金貸しの歴史

日本の金貸しの歴史をご紹介しましょう。 平安時代末期には専門の金融業者が現れたといわれています。彼らは借上と呼ばれる銭を貸して高利の利息とる僧侶だったのです。

次に、鎌倉時代になると質屋が借上に代わって金融業者の主流となり、彼らを土倉といっていました。

その後、鎌倉時代末期からは銭貨が中国大陸から大量に入ることがきっかけで、土倉は室町時代に入ると不特定多数の人々から利子付きでお金を集めて原資として貸付を行う合銭や替銭といった現代の為替に従事する業者もいました。

このようにして、土倉は現在の銀行のような貸付や為替業務の役割をもっていたと考えられています。 このように日本の金貸しの起源はなんと平安時代末期の僧侶だったというのは驚きですよね。

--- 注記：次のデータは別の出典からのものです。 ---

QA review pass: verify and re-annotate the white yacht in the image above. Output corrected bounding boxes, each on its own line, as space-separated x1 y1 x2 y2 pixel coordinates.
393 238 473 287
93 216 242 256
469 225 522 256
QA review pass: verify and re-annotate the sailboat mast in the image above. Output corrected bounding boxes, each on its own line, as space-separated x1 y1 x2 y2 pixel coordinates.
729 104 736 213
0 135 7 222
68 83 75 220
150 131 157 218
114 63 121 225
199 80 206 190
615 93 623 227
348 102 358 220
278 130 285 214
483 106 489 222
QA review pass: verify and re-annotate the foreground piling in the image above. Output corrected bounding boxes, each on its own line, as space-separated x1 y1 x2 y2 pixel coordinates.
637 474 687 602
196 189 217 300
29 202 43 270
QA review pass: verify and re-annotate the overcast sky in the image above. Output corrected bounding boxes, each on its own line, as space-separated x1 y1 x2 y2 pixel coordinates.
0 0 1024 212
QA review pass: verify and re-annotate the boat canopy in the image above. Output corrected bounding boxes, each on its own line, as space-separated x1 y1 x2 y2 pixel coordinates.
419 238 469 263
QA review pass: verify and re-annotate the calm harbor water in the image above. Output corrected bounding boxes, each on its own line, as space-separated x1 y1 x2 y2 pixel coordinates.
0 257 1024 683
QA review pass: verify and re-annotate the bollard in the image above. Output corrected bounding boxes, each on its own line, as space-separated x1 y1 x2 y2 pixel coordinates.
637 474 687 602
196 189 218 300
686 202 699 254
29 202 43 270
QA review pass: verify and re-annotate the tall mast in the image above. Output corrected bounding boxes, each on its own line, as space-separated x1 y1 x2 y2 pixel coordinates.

もともと日本では奈良時代に出挙が制度化されており、これが金貸しの起源とも言われているそうです。出挙というのは初穂の稲を春に種籾として貸し出すために貯蔵して秋の収穫時に神へのお礼として五把の稲を利息の名目でもらっていたそうです。

金貸しと貯金は、密接な関係があります。 銀行貯金などは、金貸しと同じようなものです。 日本は銀行にお金を預けているだけで生活ができるという人もいました。

それは特別なお金持ちだけでなく、それなりにお金を持っている人でもでした。100万円や1000万円というレベルでは無理ですが、いずれにしても、比べ物にならないくらい豊かでした。

そう言った時代は、国民全体が金貸しだったと言えなくもないです。国民の殆どが銀行や国にお金を預けているわけですから。 もっとも、貸しているという感覚は殆どの人が持っていないでしょう。


金貸しの発祥

金貸し業の発祥って日本ではいつからなのでしょうか? 金貸しの根本を考えて、金貸し業の発祥を想像してみたいと思います。金貸し業って、金を貸してくれる業者なのですから お金がないと勤まりませんよね。

そんなところから お金が存在した時に金貸し業は発祥したのでしょうか。お金が出来た時代に金貸し業ができたと考えるのは自然だと思うのです。いつから日本にお金ができたのかについては日本最古の通貨として有名なのが 「和同開珎」ですが、「富本銭」が有力のようです。

富本銭が流通してスグに金貸し業は生まれたのでしょうか。日本書紀の天武12年(683年)の後におそらく富本銭が流通したようで、それまでは中国から伝来した「開元通宝」が 流通していたと思われるのです。

開元通宝が日本で流通した後に 金貸し業ができていると考えた方が自然かもしれません。